Stony Brook, part of the State University of New York system, first hired Maung-Gaona in 2000 as program coordinator for the Alliance for Graduate Education and the Professoriate (AGEP) program, a grant funded by the National Science Foundation designed to increase the ranks of minority graduate students in STEM fields. Maung-Gaona started by identifying 33 graduate students who fit that description from a pool of more than 1,000. And even though they numbered fewer than three dozen, “A lot of them didn’t know each other,” she says.
Ramón Emilio Fernández, Ph.D., for example, now an assistant professor of mathematics at Pace University, recalls feeling excluded when Stony Brook classmates talked about weekend trips and study sessions to which he wasn’t invited. “It was a very isolating experience,” he says.
A Nourishing Experience at the Research Café
At Stony Brook, Maung-Gaona has worn many hats, cycling through roles from grant writer to student advocate and event coordinator in her search for ways to increase AGEP’s impact. Creating the Center for Inclusive Education, or the CIE, in 2002 has been her biggest accomplishment, she says. Minority graduate students — including those in STEM fields and other disciplines — now have a physical space where they can gather. The center has taken off, earning funding from seven grant programs.
One key success: The “Research Café,” where doctoral students present their research to colleagues, gaining valuable experience they can use when presenting papers at conferences — and, ultimately, when defending their doctoral work before a panel of professors. After they share their research, the center celebrates their work by displaying poster-size features about it on the center’s “wall of fame.”
The center has become a haven for graduate students seeking guidance. There, they find it easier “to let your guard down and say, ‘I’m hurting, this is what I need, can you help me?’” says Arthur Jay Goff, Ph.D., who studied at Stony Brook before becoming a microbiologist for the U.S. Department of Defense and working on therapeutic remedies for the Ebola virus.
Goff says he values the social support that Maung-Gaona, and the center, provided. “I had teachers that told me I would never be good at science and I should quit now,” he says.
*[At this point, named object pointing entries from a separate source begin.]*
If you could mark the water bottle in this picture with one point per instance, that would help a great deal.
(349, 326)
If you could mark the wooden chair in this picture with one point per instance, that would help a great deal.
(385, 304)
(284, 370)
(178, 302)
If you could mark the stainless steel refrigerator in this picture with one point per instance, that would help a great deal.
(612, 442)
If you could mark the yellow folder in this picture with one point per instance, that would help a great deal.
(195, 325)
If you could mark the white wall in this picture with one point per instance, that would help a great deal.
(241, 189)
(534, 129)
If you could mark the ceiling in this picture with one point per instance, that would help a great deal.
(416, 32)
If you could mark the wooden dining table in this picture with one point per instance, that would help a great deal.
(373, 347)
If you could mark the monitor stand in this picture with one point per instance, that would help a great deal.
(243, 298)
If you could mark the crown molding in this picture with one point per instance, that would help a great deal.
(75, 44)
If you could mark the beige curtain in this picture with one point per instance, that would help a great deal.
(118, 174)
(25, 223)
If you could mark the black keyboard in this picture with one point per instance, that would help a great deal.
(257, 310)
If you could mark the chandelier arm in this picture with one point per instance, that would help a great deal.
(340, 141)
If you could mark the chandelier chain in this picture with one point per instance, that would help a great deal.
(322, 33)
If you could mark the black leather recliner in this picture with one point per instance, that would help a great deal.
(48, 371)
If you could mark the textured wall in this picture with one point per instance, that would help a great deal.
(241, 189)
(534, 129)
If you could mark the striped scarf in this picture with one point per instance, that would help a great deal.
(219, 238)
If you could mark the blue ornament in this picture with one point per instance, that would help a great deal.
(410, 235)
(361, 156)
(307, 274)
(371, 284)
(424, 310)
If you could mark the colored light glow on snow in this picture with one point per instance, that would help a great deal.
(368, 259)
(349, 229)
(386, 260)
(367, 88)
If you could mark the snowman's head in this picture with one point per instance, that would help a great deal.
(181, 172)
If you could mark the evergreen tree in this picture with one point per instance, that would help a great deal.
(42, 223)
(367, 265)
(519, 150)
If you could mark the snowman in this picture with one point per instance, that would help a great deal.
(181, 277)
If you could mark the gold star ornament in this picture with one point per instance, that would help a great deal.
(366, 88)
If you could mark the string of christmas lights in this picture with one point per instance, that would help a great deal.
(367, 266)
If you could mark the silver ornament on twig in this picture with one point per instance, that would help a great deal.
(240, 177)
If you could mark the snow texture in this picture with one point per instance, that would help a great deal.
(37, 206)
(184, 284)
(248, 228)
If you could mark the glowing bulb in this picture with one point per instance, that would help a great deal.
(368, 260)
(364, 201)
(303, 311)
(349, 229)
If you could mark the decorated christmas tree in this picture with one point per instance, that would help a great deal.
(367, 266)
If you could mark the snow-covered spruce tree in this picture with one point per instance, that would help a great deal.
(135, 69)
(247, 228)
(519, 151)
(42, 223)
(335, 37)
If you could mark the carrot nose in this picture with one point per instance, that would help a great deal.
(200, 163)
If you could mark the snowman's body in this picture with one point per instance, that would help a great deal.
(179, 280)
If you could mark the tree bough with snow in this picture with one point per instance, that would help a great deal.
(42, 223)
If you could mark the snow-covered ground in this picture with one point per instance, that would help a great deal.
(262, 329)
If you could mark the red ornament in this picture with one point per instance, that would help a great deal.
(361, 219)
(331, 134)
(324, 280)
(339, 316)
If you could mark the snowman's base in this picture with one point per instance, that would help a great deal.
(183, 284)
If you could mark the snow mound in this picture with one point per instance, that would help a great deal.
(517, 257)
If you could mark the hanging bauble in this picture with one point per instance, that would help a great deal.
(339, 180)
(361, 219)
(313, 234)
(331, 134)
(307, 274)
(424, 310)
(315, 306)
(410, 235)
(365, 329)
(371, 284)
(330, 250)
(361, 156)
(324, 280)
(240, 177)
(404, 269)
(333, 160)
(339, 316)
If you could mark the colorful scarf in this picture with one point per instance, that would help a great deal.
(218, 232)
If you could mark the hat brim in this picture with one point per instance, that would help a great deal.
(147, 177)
If not for Maung-Gaona and the center, “I wouldn’t be the man that I am, wouldn’t have the tool kit that I have,” he adds.
Back to School
For Maung-Gaona, the work continues on several fronts. In 2012, she enrolled as a doctoral student in Stony Brook’s College of Engineering and Applied Sciences studying diversity and inclusion in STEM academic and career domains. She also transitioned earlier this year into a new role as the university’s associate vice president for research. Advocating for diversity is very much part of the job description, she says.
“People think diversity is just a number you have to achieve,” Maung-Gaona says. “It’s not about that — it’s about culture of belonging and access to opportunities, and so much more.”